Oh, we crawled it. Like rocks? The TRD Tacoma does. Yes, that’s a 45-degree incline. The rocks in Corral Canyon are rough, and tires like to stick to them.
True Off-Road Capability in the New Taco
We had a snort and rip regarding the factory mud flaps. Capable of potential collateral damage during use, they hung so low that everything taller than speed bumps were likely to greet them with contact. It’s likely their deep wake was taken to heart by the engineers, as the same flaps were built of thin, wispy plastic that bent from harm’s way like a reed in the wind. Certain to be removed prior to any serious horse-play, their capacity for flex could mitigate terrain contact.
In the dirt, small troubles were to be found with the bone-stock layout, but these were things that a little attention and tuning could eliminate in short order. The brakes were too touchy for close-quarters creeping (and for the slight movement necessary when hitching up for a tow), but this could have been the result of a press vehicle that’s lived hard, or it could be solved by installing different pads. The seat-belt tensioners would lock up during big-angle crawls too, and you’d think this would be dialed out or deactivated when the curtain airbags or low-range was engaged. Some switch placement was not intuitive, and a little random – with time in the truck, this would be a non-issue, but we occasionally found ourselves trying to remember what did what when you did things to it. A more consequential gripe with the switchgear is the interconnectivity of so many things – the locker in back only worked in low-range 4x4, for instance. If I want to drift a dirt road, I should be allowed to lock up the rear axle in two-wheel drive. The engine and chassis certainly had the poke for such an adventure.
Even articulated-out, there’s room underneath unless you’re a mud flap.
Despite a few niggling complaints, the package itself is at least third base regarding overall function. Off-road behavior is tidy and well sorted, even when some speed and larger whoop-style trail features are involved. On rough county-style dirt roads, the factory’s damping selections were downright pleasing, excellent for a stock configuration. When you take the time to decipher all the switches and buttons, a well-considered array of necessary off-road features is built into the truck. The TRD-packaged Tacoma works exceptionally well on- and off-road for a stock truck, and it would serve as an ideal platform for a life of dirt-play.
Taco for Your Thoughts?
- The slap-stickable automatic is a nice touch, and convenient off-road (so is the dash display of gear selection).
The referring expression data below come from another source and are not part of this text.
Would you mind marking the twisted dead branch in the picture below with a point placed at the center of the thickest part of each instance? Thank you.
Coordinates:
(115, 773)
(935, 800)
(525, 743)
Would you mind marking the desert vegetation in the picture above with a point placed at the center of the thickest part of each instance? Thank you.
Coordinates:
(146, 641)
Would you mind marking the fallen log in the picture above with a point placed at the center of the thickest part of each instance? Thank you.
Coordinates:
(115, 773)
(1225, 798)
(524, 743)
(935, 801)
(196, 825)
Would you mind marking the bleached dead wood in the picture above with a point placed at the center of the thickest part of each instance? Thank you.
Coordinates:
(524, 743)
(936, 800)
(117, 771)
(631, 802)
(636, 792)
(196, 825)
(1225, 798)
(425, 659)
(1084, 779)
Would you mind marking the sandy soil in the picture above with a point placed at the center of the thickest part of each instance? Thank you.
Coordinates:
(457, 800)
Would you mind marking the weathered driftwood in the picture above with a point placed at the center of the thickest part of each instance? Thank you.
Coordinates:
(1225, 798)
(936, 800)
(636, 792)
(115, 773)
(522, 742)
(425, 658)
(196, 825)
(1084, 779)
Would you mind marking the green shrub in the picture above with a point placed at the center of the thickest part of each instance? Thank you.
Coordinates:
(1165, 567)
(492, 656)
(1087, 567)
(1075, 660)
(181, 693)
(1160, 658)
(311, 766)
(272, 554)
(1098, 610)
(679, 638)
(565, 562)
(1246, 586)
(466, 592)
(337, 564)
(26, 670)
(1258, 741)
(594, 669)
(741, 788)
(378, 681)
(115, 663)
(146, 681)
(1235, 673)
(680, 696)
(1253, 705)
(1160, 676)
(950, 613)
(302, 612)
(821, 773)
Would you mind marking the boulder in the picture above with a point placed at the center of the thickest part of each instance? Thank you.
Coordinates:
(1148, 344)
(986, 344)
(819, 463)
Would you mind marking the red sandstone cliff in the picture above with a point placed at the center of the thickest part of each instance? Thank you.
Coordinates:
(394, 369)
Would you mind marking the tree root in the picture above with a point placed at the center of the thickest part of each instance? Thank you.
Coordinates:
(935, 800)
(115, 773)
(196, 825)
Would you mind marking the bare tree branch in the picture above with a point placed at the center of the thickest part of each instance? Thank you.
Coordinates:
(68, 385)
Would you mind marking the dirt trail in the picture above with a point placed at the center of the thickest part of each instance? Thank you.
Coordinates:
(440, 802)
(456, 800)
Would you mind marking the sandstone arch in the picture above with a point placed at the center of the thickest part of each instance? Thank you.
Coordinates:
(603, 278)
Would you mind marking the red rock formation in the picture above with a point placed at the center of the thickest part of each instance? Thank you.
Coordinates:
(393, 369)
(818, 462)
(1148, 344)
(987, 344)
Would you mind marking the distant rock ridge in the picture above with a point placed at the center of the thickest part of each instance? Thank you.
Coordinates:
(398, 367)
- Don’t be surprised by big cab twist and frame movement during high-articulation moments. It’s cool, and we saw no contact.
- The low-tech wickeresque floor mats were simple and tactilely pleasing.
- The fuel-filler shutoff activates more than a gallon before the tank is full. Somewhere, somehow, the twain shan’t meet.
- Why so much wind noise at the A-pillars?
- iPod/audio jack for the stereo? Best option ever.
- Toyota put some awful head rests into this truck – Booo! Turn ‘em around and your neck will thank you.
- Auto-LSD? Traction-control trying to do a locker’s job. It might not be your cup of tea, though TRD Off-Road Tacos like this one also have the good ol’ E-Locker so you’ll be alright.
- Owner’s manual? Spends a lot of time explaining what stuff is supposed to do, but makes it harder to get to the desired result. Either edit the book or the option list.